The class of Novel Oral Anticoagulants (NOACs) known as direct Factor Xa (FXa) inhibitors has consistently demonstrated comparable or superior efficacy and/or safety relative to its predecessors, Vitamin K Antagonists (VKAs) and Low Molecular Weight Heparins (LMWHs). These agents (apixaban [Eliquis®], betrixaban [BevyxXa®], edoxaban [Savaysa®], rivaroxaban [Xarelto®]) are approved for the prevention of serious thromboembolic outcomes (e.g., stroke, deep vein thrombosis, pulmonary embolism) and have become widely used in the United States (US) and worldwide. One limitation to the use of FXa inhibitors has been the lack of an antidote to be used in cases of severe and/or life-threatening bleeding events. Acute major bleeding occurs at observed rates of 2-4% in pivotal stroke prevention trials in patients with nonvalvular atrial fibrillation [1-3], and such events are often catastrophic. Given the wide adoption and increasing use of FXa inhibitors, the prospect of major bleeding, especially in Intracranial Hemorrhage (ICrH) patients, has become a significant unmet medical need.
- An acute intracerebral bleeding episode, defined as an estimated blood volume > 0 to ≤ 60 mL acutely observed radiographically within the cerebrum. Patients may have extracerebral (e.g., subdural, subarachnoid) or extracranial (e.g., gastrointestinal, intraspinal) bleeding additionally, but the intracerebral hemorrhage must be considered the most clinically significant bleed at the time of enrollment.
- Performance of a head CT or MRI scan demonstrating the intracerebral bleeding within 2 hours prior to randomization (the baseline scan may be repeated to meet this criterion).
- Treatment with an oral FXa inhibitor (apixaban [last dose 2.5 mg or greater], rivaroxaban [last dose 10 mg or greater], or edoxaban [last dose 30 mg or greater]):
- ≤ 15 hours prior to randomization.
- > 15 hours prior to randomization or unknown time of last dose, if documented anti-fXa activity is > 100 ng/mL (or over the equivalent IU/mL threshold on a LMWH assay; see Laboratory Manual) within 2 hours prior to consent. Note: Patients enrolled in this manner should receive a high andexanet dosing regimen.
- Planned surgery, including Burr holes for hematoma drainage, within 12 hours after randomization. Minimally invasive surgery/procedures not directly related to the treatment of intracranial bleeding and that are not expected to significantly affect hematoma volume are allowed (e.g., Burr holes for intracranial pressure monitoring, endoscopy, bronchoscopy, central lines).
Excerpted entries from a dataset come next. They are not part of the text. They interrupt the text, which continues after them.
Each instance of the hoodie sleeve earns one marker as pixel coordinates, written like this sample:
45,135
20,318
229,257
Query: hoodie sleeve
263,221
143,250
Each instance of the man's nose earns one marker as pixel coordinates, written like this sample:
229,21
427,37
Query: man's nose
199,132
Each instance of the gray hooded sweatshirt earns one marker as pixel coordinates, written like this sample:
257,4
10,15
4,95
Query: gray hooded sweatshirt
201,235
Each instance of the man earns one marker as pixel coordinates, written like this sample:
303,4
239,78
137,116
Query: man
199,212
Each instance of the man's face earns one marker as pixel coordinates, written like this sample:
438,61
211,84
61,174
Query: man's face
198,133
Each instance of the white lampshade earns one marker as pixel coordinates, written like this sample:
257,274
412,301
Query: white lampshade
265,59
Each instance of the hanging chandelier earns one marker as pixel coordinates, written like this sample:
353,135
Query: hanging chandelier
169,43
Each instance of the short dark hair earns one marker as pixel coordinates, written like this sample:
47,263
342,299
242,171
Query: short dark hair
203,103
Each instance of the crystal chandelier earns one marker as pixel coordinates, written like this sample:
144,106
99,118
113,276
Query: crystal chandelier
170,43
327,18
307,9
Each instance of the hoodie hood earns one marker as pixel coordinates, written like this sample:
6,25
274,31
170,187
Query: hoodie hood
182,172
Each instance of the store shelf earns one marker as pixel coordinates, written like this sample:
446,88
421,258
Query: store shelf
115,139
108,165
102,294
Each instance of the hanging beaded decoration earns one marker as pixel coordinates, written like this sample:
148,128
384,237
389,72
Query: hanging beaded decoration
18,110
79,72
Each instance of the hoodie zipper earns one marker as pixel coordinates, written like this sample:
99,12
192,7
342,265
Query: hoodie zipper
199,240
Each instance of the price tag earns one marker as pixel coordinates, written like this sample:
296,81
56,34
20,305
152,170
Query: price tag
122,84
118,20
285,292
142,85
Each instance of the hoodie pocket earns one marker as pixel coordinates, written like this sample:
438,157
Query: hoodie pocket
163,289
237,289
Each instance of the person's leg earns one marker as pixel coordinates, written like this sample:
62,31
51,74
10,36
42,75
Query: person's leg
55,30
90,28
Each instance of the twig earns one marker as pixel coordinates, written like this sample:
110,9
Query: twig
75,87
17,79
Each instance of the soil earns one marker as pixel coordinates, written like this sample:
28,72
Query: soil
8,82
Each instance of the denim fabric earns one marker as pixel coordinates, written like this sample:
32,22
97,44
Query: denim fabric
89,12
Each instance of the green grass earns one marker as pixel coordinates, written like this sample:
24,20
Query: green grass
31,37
- Glasgow Coma Scale (GCS) score < 7 at the time of consent. If a patient is intubated and/or sedated at the time of consent, they may be enrolled if it can be documented that they were intubated/sedated for non-neurologic reasons within 2 hours prior to consent.
- Any bleeding into the epidural space.
Your participation in this study will most likely last about 30-37 days but could be as many as 120 days. You will stay in the hospital for as long as your doctors think you need - this is not affected by whether you join the study. However, whether or not you are still in the hospital, you will have follow-up visits for the study in about 2, 3, 7, 14 and 30 days after you are enrolled. If you have been discharged from the hospital, you must return to the hospital to undergo the remainder of these follow-up study visits. Some of these follow-up visits may take place over the phone. While your involvement in the study will most likely end after the 30-day follow-up visit, there is a small chance that you may need to return for another follow-up visit in about 17 weeks if certain blood tests performed early in the study show abnormal results
Blood samples will be taken from a vein about 6 times during the study. Approximately 78 milliliters of blood (about 5 tablespoons) will be taken over the total time you are in the study (about 30-37 days). Each blood sample will be taken from either a small hollow tube already placed in your vein (IV) or some may require a new needlestick.
Your vital signs (heart rate, breathing rate, blood pressure, and temperature) will be measured. There is low or no risk of negative effects from these assessments.
CT and MRI SCANS
If you take part in this research, you will have had a Computed Tomography (CT) or Magnetic Resonance Imaging (MRI) scan of your head when you arrived at the hospital as part of standard medical care. If a head CT or MRI scan has not already been done, one (either a CT or MRI, but not both) must be done before your eligibility for the study can be confirmed. One additional head CT or MRI scans will be performed as part of the study.